The YIELDDISC function in Excel calculates the annual yield for a discounted security, such as a Treasury bill, that is issued at a discount but matures at face value.
Syntax:
=YIELDDISC(settlement, maturity, pr, redemption, [basis])
Arguments:
- settlement: The security’s settlement date, which is the date after the issue date when the security is traded to the buyer.
- maturity: The security’s maturity date, which is the date when the security expires.
- pr: The security’s price per $100 face value.
- redemption: The security’s redemption value per $100 face value.

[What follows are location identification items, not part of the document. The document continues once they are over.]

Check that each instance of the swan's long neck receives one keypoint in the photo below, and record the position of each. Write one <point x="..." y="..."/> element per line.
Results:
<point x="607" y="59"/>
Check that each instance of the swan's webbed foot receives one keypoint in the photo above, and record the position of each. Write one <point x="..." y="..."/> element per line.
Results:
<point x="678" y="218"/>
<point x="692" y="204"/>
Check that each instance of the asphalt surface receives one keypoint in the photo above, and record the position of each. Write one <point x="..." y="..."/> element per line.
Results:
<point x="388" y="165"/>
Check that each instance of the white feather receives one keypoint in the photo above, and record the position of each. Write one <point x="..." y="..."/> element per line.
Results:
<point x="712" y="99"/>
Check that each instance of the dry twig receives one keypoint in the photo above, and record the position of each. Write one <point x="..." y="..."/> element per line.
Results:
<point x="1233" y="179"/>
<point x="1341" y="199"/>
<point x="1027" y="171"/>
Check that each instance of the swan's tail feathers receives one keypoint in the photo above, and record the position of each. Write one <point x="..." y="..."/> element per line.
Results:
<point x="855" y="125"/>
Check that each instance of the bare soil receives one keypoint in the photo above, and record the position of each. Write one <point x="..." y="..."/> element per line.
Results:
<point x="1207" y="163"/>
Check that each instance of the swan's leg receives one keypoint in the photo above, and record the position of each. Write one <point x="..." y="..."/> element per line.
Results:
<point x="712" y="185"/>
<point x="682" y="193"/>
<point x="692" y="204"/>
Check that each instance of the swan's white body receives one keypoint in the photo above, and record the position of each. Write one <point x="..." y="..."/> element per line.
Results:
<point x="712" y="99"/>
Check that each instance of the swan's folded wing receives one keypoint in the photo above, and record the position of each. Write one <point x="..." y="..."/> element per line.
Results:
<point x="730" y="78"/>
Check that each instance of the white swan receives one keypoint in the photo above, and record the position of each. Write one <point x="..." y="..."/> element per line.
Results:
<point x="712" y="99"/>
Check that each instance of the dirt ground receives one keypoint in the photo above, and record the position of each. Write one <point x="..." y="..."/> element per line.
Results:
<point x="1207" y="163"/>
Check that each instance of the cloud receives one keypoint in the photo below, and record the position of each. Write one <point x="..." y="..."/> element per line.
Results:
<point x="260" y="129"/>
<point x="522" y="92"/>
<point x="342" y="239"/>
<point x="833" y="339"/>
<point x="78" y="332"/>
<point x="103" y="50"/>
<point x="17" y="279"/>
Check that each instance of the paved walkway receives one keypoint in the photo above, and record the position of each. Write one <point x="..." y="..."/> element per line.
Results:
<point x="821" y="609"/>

- basis (optional): The type of day count basis to use. It can be:
- 0 or omitted: US (NASD) 30/360
- 1: Actual/actual
- 2: Actual/360
- 3: Actual/365
- 4: European 30/360
Examples
Here are three examples to illustrate how the YIELDDISC function works:
Example 1
If you have a bond with the following details:
- Settlement date: February 16, 2025
- Maturity date: March 1, 2025
- Price: 99.795
- Redemption value: 100
- Basis: Actual/360
You would use the function like this:
=YIELDDISC("2025-02-16", "2025-03-01", 99.795, 100, 2)
This would return the annual yield for the bond, which is 0.057
Conclusion
The YIELDDISC function is an essential component for financial analysis in Excel, providing users with a straightforward method to calculate the yield on discounted securities. By understanding the function’s syntax and applying it through practical examples, investors and analysts can make informed decisions regarding their investments.